There is one more exception to this rule. You can take a mortgage (one, not two) to purchase a home (a place you’re going to live in for an extended time). Paying interest is more sensible than paying rent indefinitely.

Retirement Rule #3: Have A Monthly Budget

Are you living paycheck to paycheck? Then you need to start budgeting your monthly expenses. It’s the only way to begin to understand and to take control of where your money is going.

I think the rule of thirds works best. Spend one-third of your income on necessary expenses such as housing, utilities, health, groceries, and transportation. That leaves one-third for financial priorities like debt obligations and saving for retirement and one-third on leisure activities, entertainment, and travel.

If you can’t make that rule work, prioritize necessary expenses first, financial priorities second, and leisure last.

Moreover, have some money set aside in a reserve fund. Use it only for unexpected large expenses, such as house and car repairs, losing a job, or a health emergency. I suggest you hold six months of living expenses for this purpose. And, most important, be sure always to resupply this fund to its original amount after every withdrawal.

Retirement Rule #4: Consider Insurance

While an emergency fund can cover most unexpected expenses, there is no substitute for an insurance policy.

In the event of your death, you don’t want to leave your children with funeral expenses, mortgage payments, and the like. Instead, buy a suitable life insurance policy to ensure your family is covered.

Also consider disability insurance. Long-term illnesses are unpredictable and can leave you incapacitated in one way or another. With a disability policy, in case of a debilitating emergency, your family can continue to enjoy the same lifestyle even if you’re no longer able to earn a salary.

Shop for an insurance company that sells life and disability policies together, which should be your most cost-effective option.
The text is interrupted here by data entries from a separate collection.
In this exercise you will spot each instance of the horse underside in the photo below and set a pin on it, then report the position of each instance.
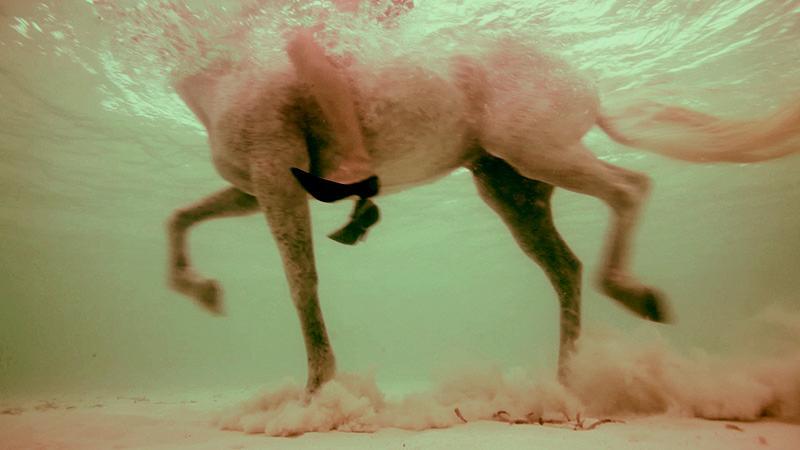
(515, 165)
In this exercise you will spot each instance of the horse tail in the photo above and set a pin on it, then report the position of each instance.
(689, 135)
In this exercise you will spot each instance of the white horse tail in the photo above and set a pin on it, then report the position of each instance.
(688, 135)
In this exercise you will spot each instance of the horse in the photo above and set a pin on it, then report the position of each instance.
(515, 117)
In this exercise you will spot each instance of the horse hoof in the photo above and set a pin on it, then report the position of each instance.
(655, 307)
(209, 294)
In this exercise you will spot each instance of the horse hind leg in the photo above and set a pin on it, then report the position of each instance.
(229, 202)
(285, 205)
(577, 169)
(524, 205)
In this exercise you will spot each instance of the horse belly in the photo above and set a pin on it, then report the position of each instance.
(416, 130)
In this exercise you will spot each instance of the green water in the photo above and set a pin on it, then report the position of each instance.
(96, 151)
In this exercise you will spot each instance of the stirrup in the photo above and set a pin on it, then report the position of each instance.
(330, 191)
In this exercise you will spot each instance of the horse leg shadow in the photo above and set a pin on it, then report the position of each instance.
(524, 206)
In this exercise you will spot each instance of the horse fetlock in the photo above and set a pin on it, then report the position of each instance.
(205, 291)
(321, 369)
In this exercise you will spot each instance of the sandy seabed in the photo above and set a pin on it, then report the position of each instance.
(189, 422)
(623, 394)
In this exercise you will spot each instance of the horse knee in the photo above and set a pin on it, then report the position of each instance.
(179, 220)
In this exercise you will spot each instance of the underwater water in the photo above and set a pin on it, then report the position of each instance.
(97, 150)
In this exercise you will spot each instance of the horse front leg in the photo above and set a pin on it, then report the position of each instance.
(229, 202)
(285, 205)
(524, 206)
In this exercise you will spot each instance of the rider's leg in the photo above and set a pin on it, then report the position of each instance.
(330, 88)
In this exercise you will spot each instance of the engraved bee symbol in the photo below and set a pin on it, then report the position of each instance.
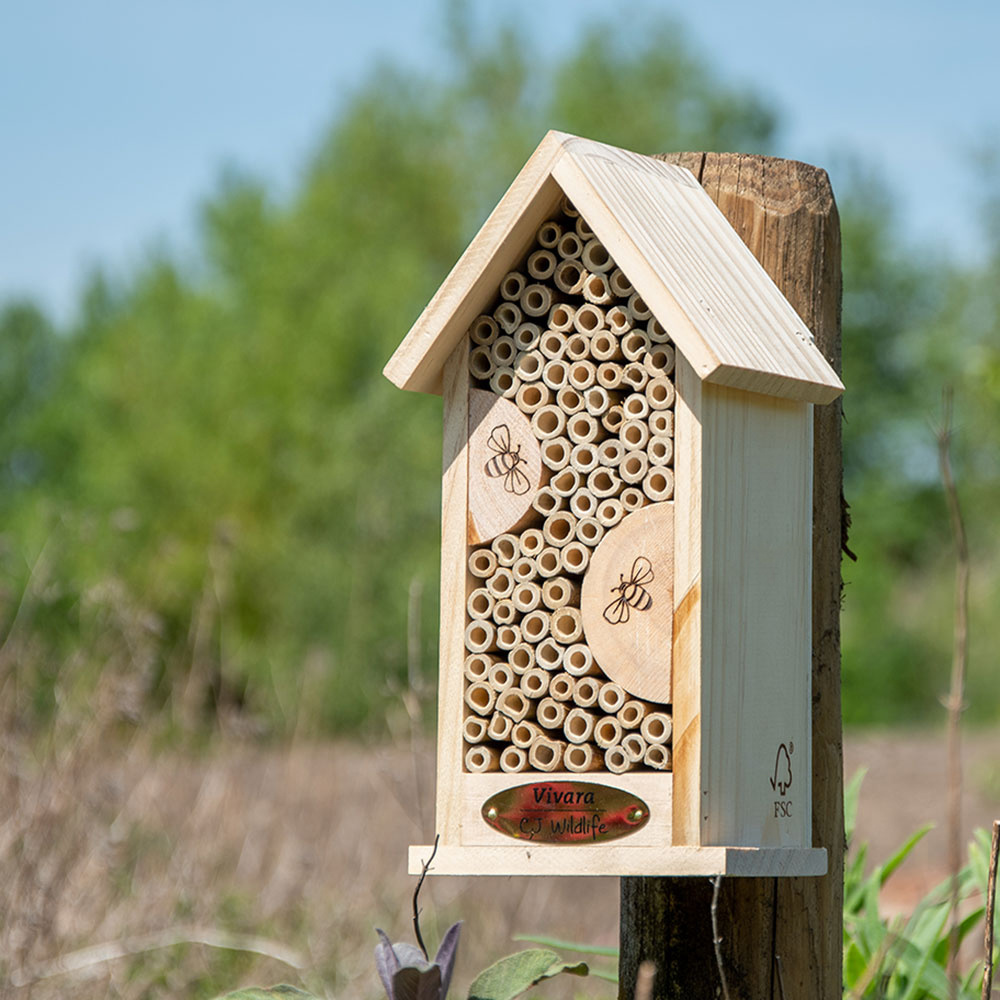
(632, 592)
(506, 462)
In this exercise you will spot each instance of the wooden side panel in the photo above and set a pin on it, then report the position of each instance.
(756, 619)
(454, 586)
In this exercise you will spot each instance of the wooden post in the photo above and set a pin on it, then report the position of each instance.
(780, 938)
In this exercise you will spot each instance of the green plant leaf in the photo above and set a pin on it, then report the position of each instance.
(512, 975)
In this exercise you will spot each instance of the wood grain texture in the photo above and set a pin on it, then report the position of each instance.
(786, 214)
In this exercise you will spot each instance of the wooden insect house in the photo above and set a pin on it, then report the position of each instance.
(626, 550)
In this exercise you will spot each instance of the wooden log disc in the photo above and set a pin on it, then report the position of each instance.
(505, 467)
(627, 602)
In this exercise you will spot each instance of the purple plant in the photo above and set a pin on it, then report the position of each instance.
(407, 973)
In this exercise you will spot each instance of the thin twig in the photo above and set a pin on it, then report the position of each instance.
(716, 940)
(416, 897)
(956, 696)
(991, 901)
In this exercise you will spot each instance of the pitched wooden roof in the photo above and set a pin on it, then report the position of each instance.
(723, 311)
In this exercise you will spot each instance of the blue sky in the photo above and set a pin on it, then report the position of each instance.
(118, 116)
Retirement Rule #5: Start Investing ASAP

Finally, you should start investing your savings ASAP.

I’m serious. Get started at this today or tomorrow. Don’t wait for another week or another month.

The sooner you start, the higher your retirement amount will become time for retirement. As Albert Einstein pointed out for us, compounding interest is the most powerful force in the universe.

I know you’ve heard these stories before, but I think it’s worth reminding ourselves just how strong this force can be.

Think about two 25-year-old investors who both decide they want to retire at 60.

Both invest in the same fund, which returns 8% per year, and each reinvests the proceeds.

The “early” saver invests US$5,000 for 10 years from age 25 to 35. By the time she retires, she will have invested US$55,000. Her portfolio will be valued at US$615,000.

On the other hand, the “late” saver invests US$5,000 for 25 years but does it from age 35 to 60 instead. By the time she retires, she will have invested US$130,000. Nearly thrice as much.

You would think that, given this, the “late” saver’s portfolio would be worth a lot more. However, it amounts to only US$430,000.